THE SUNDAY MASS

Suggestions from Mgr. Jaume González-Agàpito for prayer and individual preparation
Year B, Palm Sunday, March 24, 2024
Mk 11, 1-10; Isaiah 50:4-7; Phil 2,6-11; Mk 14, 1 – 15, 47

  1. Today’s celebration has its origins in the Jerusalem Church. The community of Jerusalem repeated, from the fourth century, the events of Christ’s life in the very places where they happened. In early and medieval Rome, the statio was today in St. John Lateran, the Pope’s cathedral: it was an important celebration.
  2. It currently has three celebratory areas: a minor church or a suitable place, outside the sacred enclosure, the procession and the main church. The thematic line bifurcates: the triumph of the Anointed (Messiah) and Lord and the beginning of his Passion.
    • The triumphal entry of the Messiah, martyr and victor, into the holy city.
  3. The characters of the drama are: Jesus (represented by the celebrant), the disciples (they are the faithful of today) and the children (also currently protagonists of the event).
  4. The first part of the sacred action is the staging of Psalm 117: “Exalt the Lord, for he is good: his love endures forever!”; “Order the procession, with the bouquets, to the edges of the altar”; “Blessed is he who comes in the name of the Lord”.
  5. As Saint Andrew of Crete warned us during the Night Service, today we lay not olive and palm branches or clothes, but our lives and our souls at the feet of the Lord. With this gesture we open (prayer of blessing) the celebrations of the holy days, accompanying the Messiah who goes, freely, to his martyrdom.
    • The Servant of Yahweh comforter of the afflicted
  6. The Old Testament reading (Is 50:4-7) is the gateway to the passion of the incarnate Word (today is Passion Sunday): “Comfort, comfort my people […] The Lord has given me a beginner’s language to know how to say a word of comfort to the downtrodden”.
  7. Consolation that entails the sacrifice and abdication (kenesis) of the Servant (note the ambiguity, in Greek, of the word: servant-son).
    • The ‘kénosis’ that raises humanity
  8. The ultimate explanation of God’s way of proceeding and saving (“economy”) is given by the hymn of the apostolic reading, very primitive in the Christian tradition. (Phil 2, 6-11).
  9. It is the same ‘philosophy’ of the Magnificat of Mary: God uses the humbled poor to work his miracles. His Son was no exception. It was, rather, the great paradigm of this puzzling divine ‘policy’: From a divine pre-existence, Christ does not cling to his condition, in his human existence, rather lowers himself to to the extreme of assuming a shameful death for the world.
    • The Incarnation reaches its goal with the assumption, by Christ, of a glorious title: Lord.
  10. History of the immolation of the immaculate Lamb that takes away the sins of the world.
  11. The reading of the Passion according to Saint Mark characterizes today’s Sunday celebration.
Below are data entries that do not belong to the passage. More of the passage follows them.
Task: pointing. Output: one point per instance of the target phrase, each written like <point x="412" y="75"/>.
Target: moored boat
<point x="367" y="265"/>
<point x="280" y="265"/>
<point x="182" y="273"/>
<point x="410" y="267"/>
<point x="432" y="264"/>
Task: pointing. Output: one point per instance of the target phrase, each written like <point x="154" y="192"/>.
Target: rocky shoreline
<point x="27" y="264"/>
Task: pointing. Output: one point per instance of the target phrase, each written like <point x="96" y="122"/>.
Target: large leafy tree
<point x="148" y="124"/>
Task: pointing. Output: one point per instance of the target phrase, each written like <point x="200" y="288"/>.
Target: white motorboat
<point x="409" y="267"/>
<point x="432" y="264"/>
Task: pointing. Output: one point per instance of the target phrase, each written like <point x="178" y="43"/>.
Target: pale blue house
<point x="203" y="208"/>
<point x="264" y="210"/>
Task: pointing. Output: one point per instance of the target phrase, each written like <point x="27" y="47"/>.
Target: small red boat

I listen to him relaxed, attentive and composed. Mark is the oldest written testimony we have of the account of Christ’s passion.
  12. A drama that began in Bethany in a meal (Mk 14, 1-9), which continues in another meal with the effective sign of the New and Eternal Testament, which acquires a great tension in Gethsemane and the air of a tragedy in the process of Jesus, concludes with his death on the cross.
    The story has the flavor of what is authentic, of what has been preserved, with great love, in the memory of the Christian community.
    • Protagonism of the Cross
  13. In some places, it is solemnly exposed, and with it the blessing is given at the end of the Mass and the Office, the “Lignum Crucis”: a splinter of the Cross of Christ.
    With this we want to ritualize and visualize, in this Time of Passion, the only redemptive sacrifice of Jesus Christ, made on the Holy Cross and of which all our worship, especially and eminently the Eucharist, is the actualization.
    It is not a talisman, but a witness to the reality, not mythological, of Christ’s sacrifice.
  14. The personal and private reading of the evangelical accounts of the Passion of Christ is highly recommended in this holy time that we begin today. Also attendance at the celebrations of the Holy Triduum: Divine Office, Lord’s Supper and Easter Vigil.